A certain townsmen of the civitas of Limoges was named Peter Vitalis. One night, he threw his two sons from the bridge into the Vienne and threw himself in after them. Why he did this is as yet entirely unknown. In the castrum of Limoges a certain very rich man of advanced age who, although he had a wife, very often committed whoredom with a poor epileptic woman, finally died of a sudden death while next to her. He was named John deu Peirat the younger.

In the year 1210 he notes:

…we heard rumours from the abbots returning from the Cistercian chapter meeting that the lord pope had excommunicated the Emperor Otto in his own person and that the English kingdom lay under such anathema that even the Cistercian order did not celebrate divine offices in it. In addition, deceased bishops lay unburied.

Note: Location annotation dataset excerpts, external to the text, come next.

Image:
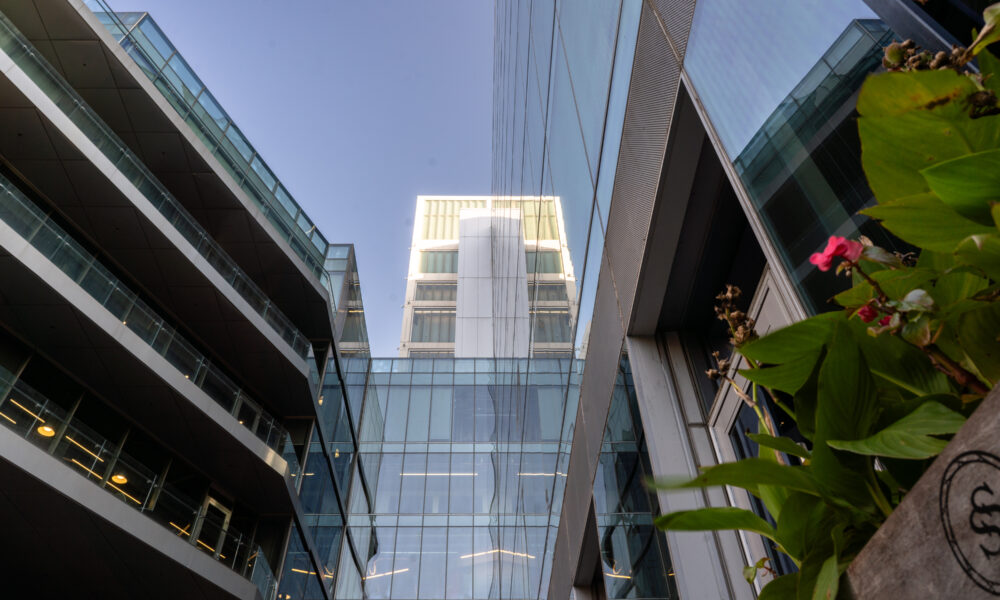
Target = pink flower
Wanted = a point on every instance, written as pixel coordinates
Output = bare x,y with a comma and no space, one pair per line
867,313
836,246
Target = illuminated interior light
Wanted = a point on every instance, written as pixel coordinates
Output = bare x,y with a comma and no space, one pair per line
84,448
21,406
439,474
124,493
497,551
616,576
377,575
85,468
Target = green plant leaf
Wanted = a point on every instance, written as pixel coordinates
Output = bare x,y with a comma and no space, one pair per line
982,252
895,283
804,525
781,444
911,121
787,377
748,473
828,580
924,221
714,519
978,330
969,183
790,343
910,437
989,66
846,408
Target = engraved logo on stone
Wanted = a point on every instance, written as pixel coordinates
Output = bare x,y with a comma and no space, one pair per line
970,513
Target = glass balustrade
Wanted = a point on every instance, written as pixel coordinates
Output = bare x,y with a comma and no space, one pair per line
104,462
31,223
62,94
143,40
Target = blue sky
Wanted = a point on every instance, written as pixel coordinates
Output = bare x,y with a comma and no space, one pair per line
358,107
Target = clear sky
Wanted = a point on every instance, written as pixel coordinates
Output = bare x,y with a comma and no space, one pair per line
357,106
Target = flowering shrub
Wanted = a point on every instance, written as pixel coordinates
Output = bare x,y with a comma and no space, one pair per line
878,388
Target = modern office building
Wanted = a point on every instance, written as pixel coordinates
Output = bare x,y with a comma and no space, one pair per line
176,415
484,265
692,144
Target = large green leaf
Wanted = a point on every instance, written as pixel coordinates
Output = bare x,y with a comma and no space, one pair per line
910,437
978,331
713,519
923,220
911,121
969,183
781,444
828,580
982,252
780,588
894,282
805,524
787,377
748,473
846,408
789,343
896,363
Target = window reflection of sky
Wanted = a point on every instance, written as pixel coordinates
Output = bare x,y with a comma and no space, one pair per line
744,57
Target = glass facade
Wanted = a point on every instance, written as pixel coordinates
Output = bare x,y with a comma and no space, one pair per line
793,141
634,559
464,472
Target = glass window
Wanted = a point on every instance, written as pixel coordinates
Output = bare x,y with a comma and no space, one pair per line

The following year Bernard explains:

…we began to observe the Annunciation of the Blessed Mary more solemnly, that is, with a double responsory, and Raymond Gaucelm, who had recently been ordained a priest, celebrated the mass of the feast day. The offering was worth thirty libre. The taps of the fountain were remade; the cost was seventy solidi. Shoes were distributed to the brothers in the chapter; this custom had been allowed to lapse for twenty-four years…In the civitas of Limoges there was a certain woman of unsound mind. If anyone struck her hand, she would become crazy. it happened by chance that a certain man struck her, and she went insane, with the result that, setting fire to the straw in her house and getting into bed, she burned the house and herself, along with two other houses, in the month of August.

On 30 October, a Sunday, which dawned more brightly than usual, B[ernard], the head librarian, with respect and joyfully displayed the Apostle’s head to the entire populace of Limoges. On the next day we discovered thirteen and a half marks of gold and an equal amount of silver in the old reliquary. This year the hospital of the poor at Saint-Martial was completed. The cost wa 5,000 solidi. Lucy of Saint-Hiliare began that.

It happened this year in my father’s house that the two wives of my brothers, Elias and Audier, within fourteen days of each had  and gave birth to two sons at the same time. But Elias’ sons died after baptism in that house. The other two lived.